For my organisation and in light of our involvement with the UN CRC in relation to both the Vatican cover-up of abuse and the Committee against Torture, we formally request the opportunity to meet with you to discuss the needs of the thousands of survivors from our organisation, specifically as our expertise is in relation to institutional and clergy abuse.

We take no pleasure is saying this but the truth is that the UK did not fair as well as it might have done in relation to child welfare reviews with the UN in recent years.  Yet here we have a unique opportunity to show the rest of the world that we are not afraid to look under our own rocks to see what is crawling there and to deal with it in an authentic, professional, ethical and inspirational way. 

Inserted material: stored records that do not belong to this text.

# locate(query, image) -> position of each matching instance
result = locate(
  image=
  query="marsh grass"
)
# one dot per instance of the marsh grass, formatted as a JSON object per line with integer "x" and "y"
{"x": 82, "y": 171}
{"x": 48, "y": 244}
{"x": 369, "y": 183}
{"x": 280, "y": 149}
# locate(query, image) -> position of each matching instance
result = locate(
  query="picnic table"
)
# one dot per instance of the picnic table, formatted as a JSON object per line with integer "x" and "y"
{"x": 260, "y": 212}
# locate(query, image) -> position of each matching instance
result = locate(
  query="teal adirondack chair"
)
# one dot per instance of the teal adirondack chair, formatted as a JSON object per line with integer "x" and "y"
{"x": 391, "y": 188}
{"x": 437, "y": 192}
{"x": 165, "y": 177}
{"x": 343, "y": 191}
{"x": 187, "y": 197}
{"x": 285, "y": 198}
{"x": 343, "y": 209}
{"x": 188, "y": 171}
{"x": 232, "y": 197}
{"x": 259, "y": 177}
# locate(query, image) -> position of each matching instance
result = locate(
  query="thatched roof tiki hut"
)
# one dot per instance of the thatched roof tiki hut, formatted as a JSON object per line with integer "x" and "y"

What concerns our organisation is that unless this is done correctly and in a thorough and head-on manner, it will simply look like avoidance, box-ticking, additional cover-ups and will undermine the survivor community’s genuine hopes that you are the person to make this happen.  If not then it will fall by the wayside as so many other so-called investigations have.  Survivors are used to just having something ‘thrown at them’ to shut them up or to appease them, or because other people believe that they know what we need. This inquiry needs to break that trend once and for all.

We believe that we are at a critical and historic moment in relation to how we respond to ever-increasing covered up child abuse cases, and I believe it is up to everyone with a voice to be part of that in a brave and fearless way.  This is not a palatable subject, it will be painful to hear and sad to see but to delay any further is costing lives – that is not dramatic, that is the reality and truth of the damage that is being done to survivors every single day. We do not want this inquiry to be another part of that damage.

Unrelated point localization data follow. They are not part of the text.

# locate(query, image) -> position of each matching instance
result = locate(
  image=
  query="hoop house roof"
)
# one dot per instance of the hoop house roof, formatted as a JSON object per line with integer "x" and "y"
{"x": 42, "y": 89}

We have been asked by the UN CRC to report back to them with developments in this arena in our country and we will continue to do that.  We want to be able to say as evidence givers that the UK is doing something radical and profound in relation to child abuse and we would hope that this would be something that our government would be behind.

We respectfully believe it would be essential to meet with you and your team in the first instance to put our stance across and to have the opportunity to make our recommendations.  Whilst we know that you have appointed a number of individuals to the enquiry team, we have to be very clear and say that nobody on that team speaks for our organisation as our views and professional and ethical methodologies are so vastly different.  This should not preclude our ability to have a commentary in how this process evolves and we expect to be given such an opportunity before any further work or nominations to the enquiry board are made.